How to multiply a dataframe's column by a log using julia?

Question

I have a dataframe. I want to multiply column "b" by a "log" and then replace NaN by 0s.

How can I do that in Julia? I am checking this: DataFrames.jl But I do not understand.

df = DataFrame(a = repeat([1, 2, 3, 4], outer=[2]),
           b = repeat([2, 1], outer=[4]),
           c = randn(8))

Answer 1

I want to multiply column "b" by a "log"

Assuming you mean you want to apply the (natural) log to each element in column :b, you can do the following:

log.(df.b)

log(x) applies the (natural) log to an individual element x. By putting a dot after the log, you are broadcasting the log function across each element.

If you wanted to replace column b, do the following:

df.b = log.(df.b)

and then replace NaN by 0s

I'm assuming you want to handle the case where you have a DomainError (ie taking the log of a negative number). Your best best is to handle the error before it arises:

map( x -> x <= 0 ? 0.0 : log(x), df.b)

This maps the anonymous function x -> x <= 0 ? 0.0 : log(x) across each element of column b in your DataFrame. This function tests if x is less than zero - if yes then return 0.0 else return log(x).
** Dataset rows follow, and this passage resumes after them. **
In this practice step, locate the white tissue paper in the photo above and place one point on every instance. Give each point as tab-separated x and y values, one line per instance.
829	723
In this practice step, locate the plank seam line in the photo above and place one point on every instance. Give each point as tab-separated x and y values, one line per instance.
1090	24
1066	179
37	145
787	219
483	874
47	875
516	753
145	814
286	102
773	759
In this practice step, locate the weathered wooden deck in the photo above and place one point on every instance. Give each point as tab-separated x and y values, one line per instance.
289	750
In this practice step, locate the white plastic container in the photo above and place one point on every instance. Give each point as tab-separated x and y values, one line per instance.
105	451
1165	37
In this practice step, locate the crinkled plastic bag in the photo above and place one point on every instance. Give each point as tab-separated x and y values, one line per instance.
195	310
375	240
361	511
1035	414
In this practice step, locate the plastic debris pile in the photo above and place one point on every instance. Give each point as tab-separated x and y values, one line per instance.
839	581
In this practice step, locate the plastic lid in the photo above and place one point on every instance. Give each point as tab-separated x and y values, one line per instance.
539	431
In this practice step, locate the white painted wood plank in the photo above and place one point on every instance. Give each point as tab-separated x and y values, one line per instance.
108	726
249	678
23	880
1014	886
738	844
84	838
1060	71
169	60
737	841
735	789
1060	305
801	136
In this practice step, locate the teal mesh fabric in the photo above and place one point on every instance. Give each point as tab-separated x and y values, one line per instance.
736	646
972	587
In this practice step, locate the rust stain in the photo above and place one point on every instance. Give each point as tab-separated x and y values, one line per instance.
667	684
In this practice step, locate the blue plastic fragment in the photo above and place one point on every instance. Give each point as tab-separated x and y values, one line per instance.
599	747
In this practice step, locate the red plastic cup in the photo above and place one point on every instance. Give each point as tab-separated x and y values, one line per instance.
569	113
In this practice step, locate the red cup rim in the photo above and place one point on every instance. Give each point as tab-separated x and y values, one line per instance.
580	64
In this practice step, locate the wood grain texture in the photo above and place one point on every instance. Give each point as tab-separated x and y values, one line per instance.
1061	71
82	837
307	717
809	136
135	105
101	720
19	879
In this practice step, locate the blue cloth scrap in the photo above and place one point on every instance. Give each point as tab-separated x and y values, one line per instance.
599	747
This "one-line if statement" is called a ternary operator.

Answer 2

Use a generator:

( v <= 0. ? 0. : log(v) for v in df.c )

If you want to add a new column:

df[!, :d] .= ( v <= 0. ? 0. : log(v) for v in df.c)

This is faster than using map (those tests assume that df.d already exits:

julia> using BenchmarkTools

julia> @btime $df[!, :d] .= ( v <= 0.0 ? 0.0 : log(v) for v in $df.c)
  1.440 μs (14 allocations: 720 bytes)

julia> @btime $df[!, :d] .= map( x -> x <= 0.0 ? 0.0 : log(x), $df.c);
  1.570 μs (14 allocations: 720 bytes)